Procurador defende que Bolsonaro leve em conta escolha da categoria para o comando do Ministério Público Federal


postado em 24/06/2019 06:00 / atualizado em 24/06/2019 08:25

 
(foto: Ana Rayssa/CB/D.A Press)
(foto: Ana Rayssa/CB/D.A Press)
Brasília – Há menos de dois meses no cargo de presidente da Associação Nacional dos Procuradores da República (ANPR), o procurador Fábio George Cruz da Nóbrega percebe as dificuldades que tem pela frente. O primeiro desafio já começou.

(foto: Ana Rayssa/CB/D.A Press)
(foto: Ana Rayssa/CB/D.A Press)

Até setembro deste ano, quando Raquel Dodge encerra seu primeiro mandato à frente do Ministério Público Federal (MPF), Nóbrega e a maioria dos demais integrantes da carreira precisam convencer o presidente Jair Bolsonaro a seguir uma lista tríplice, escolhida por meio do voto dos próprios integrantes do órgão.
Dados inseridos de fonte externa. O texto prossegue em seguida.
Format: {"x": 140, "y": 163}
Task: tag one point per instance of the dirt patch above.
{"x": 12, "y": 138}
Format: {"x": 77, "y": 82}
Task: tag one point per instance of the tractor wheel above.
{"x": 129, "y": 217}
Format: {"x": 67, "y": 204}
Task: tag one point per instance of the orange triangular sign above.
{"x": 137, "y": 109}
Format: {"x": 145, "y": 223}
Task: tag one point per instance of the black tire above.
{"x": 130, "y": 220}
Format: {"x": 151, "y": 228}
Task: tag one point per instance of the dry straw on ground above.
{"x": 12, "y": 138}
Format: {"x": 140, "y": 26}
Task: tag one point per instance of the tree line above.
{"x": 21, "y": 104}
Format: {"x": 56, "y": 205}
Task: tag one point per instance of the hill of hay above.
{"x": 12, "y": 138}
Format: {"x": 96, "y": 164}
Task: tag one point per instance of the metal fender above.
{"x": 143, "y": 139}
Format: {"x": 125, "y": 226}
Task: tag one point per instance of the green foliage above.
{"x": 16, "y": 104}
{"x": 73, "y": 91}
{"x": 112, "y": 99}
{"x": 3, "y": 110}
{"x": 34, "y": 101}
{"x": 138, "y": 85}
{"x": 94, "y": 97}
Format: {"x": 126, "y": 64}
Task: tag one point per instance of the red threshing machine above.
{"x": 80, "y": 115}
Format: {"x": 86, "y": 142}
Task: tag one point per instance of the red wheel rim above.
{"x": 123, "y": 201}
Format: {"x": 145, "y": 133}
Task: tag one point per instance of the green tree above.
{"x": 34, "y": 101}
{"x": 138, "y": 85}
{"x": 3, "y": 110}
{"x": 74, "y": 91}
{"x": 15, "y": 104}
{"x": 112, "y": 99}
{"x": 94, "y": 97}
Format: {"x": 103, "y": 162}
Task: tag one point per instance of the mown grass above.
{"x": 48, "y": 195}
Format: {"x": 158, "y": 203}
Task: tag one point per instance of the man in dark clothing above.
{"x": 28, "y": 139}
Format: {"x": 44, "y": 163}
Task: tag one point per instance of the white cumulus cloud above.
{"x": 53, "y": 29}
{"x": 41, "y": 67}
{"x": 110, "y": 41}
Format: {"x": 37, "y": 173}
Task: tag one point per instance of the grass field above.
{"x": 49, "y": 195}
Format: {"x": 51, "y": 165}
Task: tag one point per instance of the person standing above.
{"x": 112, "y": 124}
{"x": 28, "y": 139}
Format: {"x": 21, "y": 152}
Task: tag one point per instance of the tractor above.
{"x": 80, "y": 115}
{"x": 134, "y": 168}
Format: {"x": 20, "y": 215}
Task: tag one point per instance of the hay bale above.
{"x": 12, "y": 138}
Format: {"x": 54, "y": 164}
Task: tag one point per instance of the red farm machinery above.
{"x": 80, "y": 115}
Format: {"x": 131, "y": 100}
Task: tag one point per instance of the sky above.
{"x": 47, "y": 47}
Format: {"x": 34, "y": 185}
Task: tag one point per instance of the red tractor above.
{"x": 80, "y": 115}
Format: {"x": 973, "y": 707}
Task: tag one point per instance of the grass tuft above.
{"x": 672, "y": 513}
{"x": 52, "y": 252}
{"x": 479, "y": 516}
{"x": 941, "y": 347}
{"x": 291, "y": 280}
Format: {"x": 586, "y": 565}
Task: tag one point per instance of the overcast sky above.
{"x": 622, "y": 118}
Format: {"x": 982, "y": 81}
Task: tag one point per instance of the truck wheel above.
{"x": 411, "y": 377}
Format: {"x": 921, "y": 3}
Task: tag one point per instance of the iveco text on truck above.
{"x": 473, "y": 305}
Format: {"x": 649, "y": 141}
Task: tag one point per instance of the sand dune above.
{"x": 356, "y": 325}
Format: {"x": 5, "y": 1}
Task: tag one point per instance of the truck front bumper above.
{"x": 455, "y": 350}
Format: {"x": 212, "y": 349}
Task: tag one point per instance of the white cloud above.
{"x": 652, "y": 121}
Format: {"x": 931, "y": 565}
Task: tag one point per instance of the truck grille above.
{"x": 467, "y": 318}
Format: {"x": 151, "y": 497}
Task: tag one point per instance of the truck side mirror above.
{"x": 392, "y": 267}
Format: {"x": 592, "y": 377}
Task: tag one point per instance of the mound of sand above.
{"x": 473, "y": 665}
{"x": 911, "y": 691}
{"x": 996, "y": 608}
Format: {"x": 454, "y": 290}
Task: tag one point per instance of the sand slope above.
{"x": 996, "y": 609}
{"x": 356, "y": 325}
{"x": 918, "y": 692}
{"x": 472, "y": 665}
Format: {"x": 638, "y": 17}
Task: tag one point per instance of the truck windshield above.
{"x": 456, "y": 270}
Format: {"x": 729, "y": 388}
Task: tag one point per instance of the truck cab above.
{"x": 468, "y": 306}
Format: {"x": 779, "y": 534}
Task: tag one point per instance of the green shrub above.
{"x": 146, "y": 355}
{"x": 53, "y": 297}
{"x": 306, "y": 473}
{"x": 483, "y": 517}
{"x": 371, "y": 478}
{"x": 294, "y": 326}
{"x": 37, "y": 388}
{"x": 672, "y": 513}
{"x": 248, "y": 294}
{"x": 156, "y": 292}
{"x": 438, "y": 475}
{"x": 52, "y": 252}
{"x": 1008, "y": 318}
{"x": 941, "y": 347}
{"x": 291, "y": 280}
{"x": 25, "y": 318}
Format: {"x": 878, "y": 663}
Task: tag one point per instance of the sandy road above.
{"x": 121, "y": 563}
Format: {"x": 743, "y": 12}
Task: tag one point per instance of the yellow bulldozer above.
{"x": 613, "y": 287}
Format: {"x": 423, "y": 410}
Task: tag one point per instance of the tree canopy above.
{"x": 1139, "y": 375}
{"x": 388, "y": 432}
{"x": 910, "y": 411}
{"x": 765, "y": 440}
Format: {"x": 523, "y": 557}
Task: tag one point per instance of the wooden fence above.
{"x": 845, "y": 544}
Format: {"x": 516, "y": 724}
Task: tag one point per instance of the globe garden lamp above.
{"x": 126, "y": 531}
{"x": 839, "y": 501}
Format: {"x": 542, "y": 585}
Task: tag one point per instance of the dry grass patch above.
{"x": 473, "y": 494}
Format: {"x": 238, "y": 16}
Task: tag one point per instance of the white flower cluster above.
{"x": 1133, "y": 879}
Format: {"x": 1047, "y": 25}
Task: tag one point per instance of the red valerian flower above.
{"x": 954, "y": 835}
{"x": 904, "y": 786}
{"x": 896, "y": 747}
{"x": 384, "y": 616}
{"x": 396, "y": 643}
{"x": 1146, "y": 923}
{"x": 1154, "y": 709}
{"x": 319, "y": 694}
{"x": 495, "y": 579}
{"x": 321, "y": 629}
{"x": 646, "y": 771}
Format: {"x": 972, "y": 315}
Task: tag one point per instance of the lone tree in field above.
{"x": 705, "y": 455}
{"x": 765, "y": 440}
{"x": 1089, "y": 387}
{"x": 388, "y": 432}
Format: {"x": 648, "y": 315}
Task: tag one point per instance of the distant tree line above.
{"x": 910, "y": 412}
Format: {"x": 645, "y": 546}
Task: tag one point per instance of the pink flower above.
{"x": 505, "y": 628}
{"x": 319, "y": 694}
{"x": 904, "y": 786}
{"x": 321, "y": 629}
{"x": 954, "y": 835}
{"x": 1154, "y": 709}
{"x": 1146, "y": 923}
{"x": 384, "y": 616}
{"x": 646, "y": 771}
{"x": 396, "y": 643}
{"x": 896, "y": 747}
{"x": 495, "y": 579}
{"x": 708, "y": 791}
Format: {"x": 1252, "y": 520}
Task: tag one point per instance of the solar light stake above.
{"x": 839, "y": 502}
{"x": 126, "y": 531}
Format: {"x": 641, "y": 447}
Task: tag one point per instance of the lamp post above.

O chefe do Executivo afirmou que sua decisão será tomada aos “48 minutos do segundo tempo”. O mandato de Dodge, que não lançou candidatura à lista neste ano, termina em 17 de setembro. No entanto, a decisão do presidente deve ocorrer até agosto, com tempo para que o Senado realize uma sabatina com quem for indicado.

Na votação dos integrantes do MPF, o subprocurador-geral da República Mário Bonsaglia  ficou em primeiro lugar no pleito. Em segundo, veio a subprocuradora Luiza Frischeisen, e, em terceiro, o procurador Blal Dalloul.

Caso Bolsonaro
escolha alguém de fora da lista, ou decida manter  Dodge no cargo para mais dois anos de gestão, Nóbrega projeta um cenário de grande dificuldade nas relações com o Ministério Público, e vê ameaças no combate à corrupção.

Nesta entrevista, o presidente da ANPR narra como é a experiência de assumir o comando da entidade em meio à maior crise já enfrentada pela Lava-Jato, com a divulgação de mensagens trocadas entre o ministro Sérgio Moro e procuradores da força-tarefa da operação no Paraná , defende mudanças no sistema de Justiça e no processo penal..
 
O senhor avalia que o presidente Jair Bolsonaro vai seguir a escolha da categoria e nomear para a PGR um dos três mais votados na lista tríplice?
Essa é a nossa expectativa desde o início. Há uma longa história de construção da lista. Ela já tem 18 anos e nos últimos 16 houve o respeito e acolhimento. Esse é um processo transparente, democrático que fortalece a nossa instituição. Um exemplo deste ano: tivemos 10 candidatos, visitamos as cinco regiões do país em debates abertos com a cobertura da imprensa, a sociedade civil organizada, com a participação dos nossos colegas, de maneira que houve um processo de transparência que leva a um escrutínio público por parte daqueles que querem ser ou exercer esse que é um dos cargos mais relevantes da República. Tudo isso nos leva a crer que todos aqueles que querem o fortalecimento da nossa instituição (não temos dúvidas de que o presidente se posiciona nesse sentido) almejam que esse processo venha a ser reconhecido, acolhido e respeitado.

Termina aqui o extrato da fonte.